Parece natural después de todo lo que precede hablar también de la fortuna, puesto que tratamos de la felicidad. Se cree muy generalmente que la vida dichosa es la vida afortunada, o por lo menos que no hay vida dichosa sin fortuna. Quizá tengan razón los que así piensan, porque sin los bienes exteriores, de que la fortuna dispone soberanamente, no es posible ser completamente dichoso. Y así será muy bueno hablar de la fortuna y explicar de una manera general qué es el hombre afortunado, bajo qué condiciones lo es, y qué bienes se requieren para serlo.
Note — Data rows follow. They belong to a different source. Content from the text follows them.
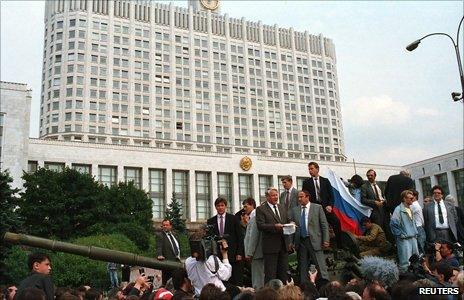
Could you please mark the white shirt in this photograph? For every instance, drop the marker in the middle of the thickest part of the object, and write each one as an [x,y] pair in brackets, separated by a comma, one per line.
[444,213]
[175,241]
[376,187]
[223,221]
[306,216]
[273,210]
[199,272]
[417,213]
[316,185]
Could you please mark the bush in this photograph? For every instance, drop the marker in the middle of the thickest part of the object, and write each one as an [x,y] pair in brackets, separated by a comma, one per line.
[16,264]
[69,270]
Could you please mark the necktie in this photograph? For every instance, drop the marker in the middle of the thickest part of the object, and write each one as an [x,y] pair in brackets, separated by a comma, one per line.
[221,225]
[318,188]
[374,186]
[440,214]
[286,199]
[276,211]
[173,244]
[303,231]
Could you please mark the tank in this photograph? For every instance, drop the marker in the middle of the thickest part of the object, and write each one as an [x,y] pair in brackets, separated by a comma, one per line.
[91,252]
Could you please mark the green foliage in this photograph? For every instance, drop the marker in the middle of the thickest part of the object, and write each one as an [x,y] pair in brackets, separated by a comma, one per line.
[59,204]
[68,204]
[9,220]
[15,265]
[174,213]
[73,270]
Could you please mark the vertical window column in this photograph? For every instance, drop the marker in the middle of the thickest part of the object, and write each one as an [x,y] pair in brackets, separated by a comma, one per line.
[203,195]
[245,186]
[451,184]
[180,186]
[157,179]
[107,175]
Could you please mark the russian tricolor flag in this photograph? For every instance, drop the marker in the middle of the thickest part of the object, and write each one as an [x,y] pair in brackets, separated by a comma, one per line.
[348,210]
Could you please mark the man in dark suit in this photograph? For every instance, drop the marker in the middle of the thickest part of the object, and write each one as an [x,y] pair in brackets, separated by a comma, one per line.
[289,197]
[270,219]
[227,224]
[311,236]
[396,184]
[372,196]
[167,247]
[320,192]
[440,219]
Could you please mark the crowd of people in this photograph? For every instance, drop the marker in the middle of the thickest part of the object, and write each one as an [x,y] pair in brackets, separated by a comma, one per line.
[260,238]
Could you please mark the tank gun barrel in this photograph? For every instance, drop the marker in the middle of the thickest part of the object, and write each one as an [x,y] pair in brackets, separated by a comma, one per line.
[91,252]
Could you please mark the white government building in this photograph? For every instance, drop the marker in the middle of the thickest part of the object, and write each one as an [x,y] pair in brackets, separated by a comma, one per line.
[182,100]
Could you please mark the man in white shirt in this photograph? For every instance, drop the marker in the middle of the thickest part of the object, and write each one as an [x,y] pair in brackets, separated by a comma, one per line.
[419,219]
[212,270]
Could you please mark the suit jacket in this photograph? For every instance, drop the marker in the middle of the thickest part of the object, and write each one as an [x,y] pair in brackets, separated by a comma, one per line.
[266,219]
[396,184]
[163,246]
[429,220]
[235,237]
[292,200]
[325,191]
[253,240]
[368,198]
[318,227]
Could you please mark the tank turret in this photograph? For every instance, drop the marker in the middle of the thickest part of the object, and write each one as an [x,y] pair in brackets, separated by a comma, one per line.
[91,252]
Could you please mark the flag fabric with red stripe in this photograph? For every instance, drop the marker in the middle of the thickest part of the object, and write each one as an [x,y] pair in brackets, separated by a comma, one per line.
[348,210]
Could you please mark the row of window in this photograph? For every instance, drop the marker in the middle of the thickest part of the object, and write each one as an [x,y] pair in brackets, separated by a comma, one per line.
[108,175]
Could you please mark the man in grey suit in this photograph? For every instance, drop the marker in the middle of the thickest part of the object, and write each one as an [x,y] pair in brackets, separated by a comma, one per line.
[167,247]
[270,219]
[372,196]
[254,252]
[440,218]
[289,197]
[311,236]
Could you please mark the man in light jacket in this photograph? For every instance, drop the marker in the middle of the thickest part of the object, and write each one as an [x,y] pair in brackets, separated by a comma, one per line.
[254,252]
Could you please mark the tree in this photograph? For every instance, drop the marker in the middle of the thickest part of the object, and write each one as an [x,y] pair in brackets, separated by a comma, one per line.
[60,205]
[128,211]
[174,213]
[9,220]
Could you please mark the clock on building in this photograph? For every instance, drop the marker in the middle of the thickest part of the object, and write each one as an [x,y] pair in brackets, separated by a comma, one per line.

Se advierte en el primer momento cierto embarazo al abordar materia tan delicada. En efecto, no puede decirse que la fortuna se parezca a la naturaleza{16}, porque esta hace de la misma manera las cosas que produce siempre o por lo menos en los más de los casos. Por lo contrario, la fortuna jamás hace las cosas de [85] la misma manera, sino que las hace sin ningún orden y como mejor cuadra. He aquí por qué se dice que en las cosas de esta clase es en las que tiene lugar el azar o la fortuna. La fortuna no puede confundirse con la inteligencia, ni con la recta razón, porque en estas reina la regularidad no menos que en la naturaleza; las cosas en ellas son eternamente las mismas, mientras que la fortuna y el azar no tienen aquí cabida. Y así, donde reinan más la razón y la inteligencia, allí es donde hay menos azar; y donde aparece más azar, hay menos inteligencia. Pero, ¿la buena fortuna es resultado de la benevolencia o cuidado de los dioses, o es esta una idea falsa? Dios es a nuestros ojos el dispensador soberano que reparte los bienes y los males según se merecen; pero la fortuna y todas las cosas que proceden de la fortuna sólo el azar las reparte; luego si atribuimos a Dios este desorden, le supondremos un mal juez o por lo menos un juez muy poco equitativo, papel que no corresponde a la majestad divina.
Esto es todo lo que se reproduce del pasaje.